COVID-19 case numbers finally showed signs of slowing down in many parts of the globe this summer. Parts of Asia and continental Europe started opening their doors again, as a stir-crazy world began stepping outside and even traveling. However, in some places the reopening might have come a little too soon, as countries like France and Ireland returned to shelter-at-home orders, and states across the U.S. saw a sharp uptick in cases.
The long-predicted fall/winter wave of coronavirus cases seems to have rolled in, but luckily our understanding of the virus is improving by the week. Treatments options are increasing, and vaccines are entering Phase III trials. Recently, a new Johns Hopkins research study discovered a possible new key to controlling the immune response to COVID-19.
One way to stop the coronavirus from having extreme effects on the body seems to be by blocking a specific protein. This protein, known as factor D, enables the virus to turn the immune system against healthy cells, resulting in the widespread organ damage that is associated with the most severe cases of COVID-19. By inhibiting this protein, researchers believe they can stop the deadly inflammatory reactions in its tracks.

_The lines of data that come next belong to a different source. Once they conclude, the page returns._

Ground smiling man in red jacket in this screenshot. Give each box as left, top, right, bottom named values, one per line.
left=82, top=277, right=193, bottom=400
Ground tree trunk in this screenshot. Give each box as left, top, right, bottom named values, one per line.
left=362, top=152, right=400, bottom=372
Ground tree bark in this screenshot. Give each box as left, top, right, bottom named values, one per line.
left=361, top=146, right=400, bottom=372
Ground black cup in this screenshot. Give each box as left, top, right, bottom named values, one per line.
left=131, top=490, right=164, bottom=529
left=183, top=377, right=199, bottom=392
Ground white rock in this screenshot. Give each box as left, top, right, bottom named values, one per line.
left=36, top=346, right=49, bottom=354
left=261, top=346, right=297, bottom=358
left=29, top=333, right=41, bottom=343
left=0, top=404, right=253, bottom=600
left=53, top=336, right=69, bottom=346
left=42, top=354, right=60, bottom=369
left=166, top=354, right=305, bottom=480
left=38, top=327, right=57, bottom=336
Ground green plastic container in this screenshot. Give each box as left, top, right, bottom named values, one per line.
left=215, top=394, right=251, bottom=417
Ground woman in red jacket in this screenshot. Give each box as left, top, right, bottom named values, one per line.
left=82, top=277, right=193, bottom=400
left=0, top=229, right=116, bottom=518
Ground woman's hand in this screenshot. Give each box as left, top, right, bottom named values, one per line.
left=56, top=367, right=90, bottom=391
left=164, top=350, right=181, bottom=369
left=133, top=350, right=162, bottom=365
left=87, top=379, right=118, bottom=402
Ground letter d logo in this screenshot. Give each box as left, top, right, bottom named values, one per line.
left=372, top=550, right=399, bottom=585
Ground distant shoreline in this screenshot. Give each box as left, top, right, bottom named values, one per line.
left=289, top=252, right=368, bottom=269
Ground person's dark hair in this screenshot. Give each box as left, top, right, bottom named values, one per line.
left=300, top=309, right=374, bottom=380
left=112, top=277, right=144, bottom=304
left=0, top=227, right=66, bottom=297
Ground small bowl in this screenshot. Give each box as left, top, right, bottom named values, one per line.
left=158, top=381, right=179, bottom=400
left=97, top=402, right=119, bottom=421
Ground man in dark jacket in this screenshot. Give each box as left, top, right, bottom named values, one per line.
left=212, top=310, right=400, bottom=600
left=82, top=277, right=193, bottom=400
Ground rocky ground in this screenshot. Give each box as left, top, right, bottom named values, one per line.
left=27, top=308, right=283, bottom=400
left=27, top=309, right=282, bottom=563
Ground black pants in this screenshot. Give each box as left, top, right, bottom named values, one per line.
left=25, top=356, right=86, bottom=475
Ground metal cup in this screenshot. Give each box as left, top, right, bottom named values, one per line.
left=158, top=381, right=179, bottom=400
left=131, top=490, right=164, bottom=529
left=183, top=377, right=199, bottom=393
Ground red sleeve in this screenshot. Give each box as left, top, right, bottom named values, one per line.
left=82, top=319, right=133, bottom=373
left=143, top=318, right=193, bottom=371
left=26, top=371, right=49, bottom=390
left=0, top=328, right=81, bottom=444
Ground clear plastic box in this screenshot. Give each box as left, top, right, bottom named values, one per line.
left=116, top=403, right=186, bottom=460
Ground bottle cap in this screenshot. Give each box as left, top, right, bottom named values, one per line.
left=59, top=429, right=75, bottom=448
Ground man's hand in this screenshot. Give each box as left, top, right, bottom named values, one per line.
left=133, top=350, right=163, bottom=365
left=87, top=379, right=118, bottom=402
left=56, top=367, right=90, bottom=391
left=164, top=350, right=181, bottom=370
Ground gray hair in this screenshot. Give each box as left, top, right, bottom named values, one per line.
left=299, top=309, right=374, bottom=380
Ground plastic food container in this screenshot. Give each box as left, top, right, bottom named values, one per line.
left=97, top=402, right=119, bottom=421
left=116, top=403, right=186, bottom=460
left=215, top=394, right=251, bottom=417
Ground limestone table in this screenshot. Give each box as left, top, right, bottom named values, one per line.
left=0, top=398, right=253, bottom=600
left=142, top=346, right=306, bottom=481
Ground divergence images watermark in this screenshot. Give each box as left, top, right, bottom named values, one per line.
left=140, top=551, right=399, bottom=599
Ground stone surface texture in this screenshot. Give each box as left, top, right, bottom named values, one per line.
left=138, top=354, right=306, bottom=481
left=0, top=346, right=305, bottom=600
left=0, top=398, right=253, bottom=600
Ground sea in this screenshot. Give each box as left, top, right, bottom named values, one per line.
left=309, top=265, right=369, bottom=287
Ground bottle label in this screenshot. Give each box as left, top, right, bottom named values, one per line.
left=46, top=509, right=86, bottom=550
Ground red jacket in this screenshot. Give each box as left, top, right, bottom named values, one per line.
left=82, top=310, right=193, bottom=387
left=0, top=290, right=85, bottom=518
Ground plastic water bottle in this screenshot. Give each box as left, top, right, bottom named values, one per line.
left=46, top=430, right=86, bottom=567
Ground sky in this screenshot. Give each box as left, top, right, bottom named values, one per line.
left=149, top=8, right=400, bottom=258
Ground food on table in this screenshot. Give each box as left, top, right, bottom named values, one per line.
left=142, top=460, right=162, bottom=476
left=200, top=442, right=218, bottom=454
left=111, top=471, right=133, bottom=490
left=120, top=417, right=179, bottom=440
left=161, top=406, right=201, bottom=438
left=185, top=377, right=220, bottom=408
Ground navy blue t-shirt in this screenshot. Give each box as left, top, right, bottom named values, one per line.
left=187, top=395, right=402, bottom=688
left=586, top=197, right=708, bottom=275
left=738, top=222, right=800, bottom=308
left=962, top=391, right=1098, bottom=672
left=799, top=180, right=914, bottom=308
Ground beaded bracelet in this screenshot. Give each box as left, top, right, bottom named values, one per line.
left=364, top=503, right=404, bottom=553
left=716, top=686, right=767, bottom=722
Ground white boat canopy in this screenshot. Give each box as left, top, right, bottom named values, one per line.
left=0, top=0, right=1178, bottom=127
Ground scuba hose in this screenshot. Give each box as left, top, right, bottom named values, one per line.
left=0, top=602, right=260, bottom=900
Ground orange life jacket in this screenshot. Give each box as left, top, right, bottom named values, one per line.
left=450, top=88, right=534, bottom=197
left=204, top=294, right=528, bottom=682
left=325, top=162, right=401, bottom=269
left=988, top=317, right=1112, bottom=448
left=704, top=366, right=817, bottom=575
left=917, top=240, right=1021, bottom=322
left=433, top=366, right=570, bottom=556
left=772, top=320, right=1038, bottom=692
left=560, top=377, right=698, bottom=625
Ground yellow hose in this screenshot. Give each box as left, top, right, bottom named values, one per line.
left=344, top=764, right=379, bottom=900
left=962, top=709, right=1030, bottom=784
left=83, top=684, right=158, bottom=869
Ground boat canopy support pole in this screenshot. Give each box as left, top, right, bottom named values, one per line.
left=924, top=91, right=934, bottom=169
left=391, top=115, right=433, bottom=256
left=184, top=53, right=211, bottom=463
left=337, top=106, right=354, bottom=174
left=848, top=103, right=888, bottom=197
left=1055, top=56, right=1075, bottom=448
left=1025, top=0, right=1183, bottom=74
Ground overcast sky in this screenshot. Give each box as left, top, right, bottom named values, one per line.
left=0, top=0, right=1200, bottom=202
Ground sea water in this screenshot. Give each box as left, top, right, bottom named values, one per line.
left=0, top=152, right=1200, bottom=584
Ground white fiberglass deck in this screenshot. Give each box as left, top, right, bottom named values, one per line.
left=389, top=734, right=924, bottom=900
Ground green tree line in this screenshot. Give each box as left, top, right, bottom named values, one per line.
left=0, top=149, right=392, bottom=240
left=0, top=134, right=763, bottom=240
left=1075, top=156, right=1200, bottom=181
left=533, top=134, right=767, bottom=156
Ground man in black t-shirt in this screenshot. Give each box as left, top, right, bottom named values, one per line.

“Previous research has suggested that along with tying up heparan sulfate, SARS-CoV-2 activates a cascading series of biological reactions—what we call the alternative pathway of complement, or APC—that can lead to inflammation and cell destruction if misdirected by the immune system at healthy organs,” said Robert Brodsky, Director of The Johns Hopkins University School of Medicine Hematology Division and the Senior Author on the study. “The goal of our study was to discover how the virus activates this pathway and to find a way to inhibit it before the damage appears.”
There are already several drugs currently in various stages of trial that act on factor D, as it has been studied in relation to other diseases, like macular degeneration and a rare kidney disorder known as atypical hemolytic uremic syndrome. According to Brodsky, these drugs could be FDA-approved and on the market in as little as two years and could possibly work with vaccines to reduce the risk of future pandemics.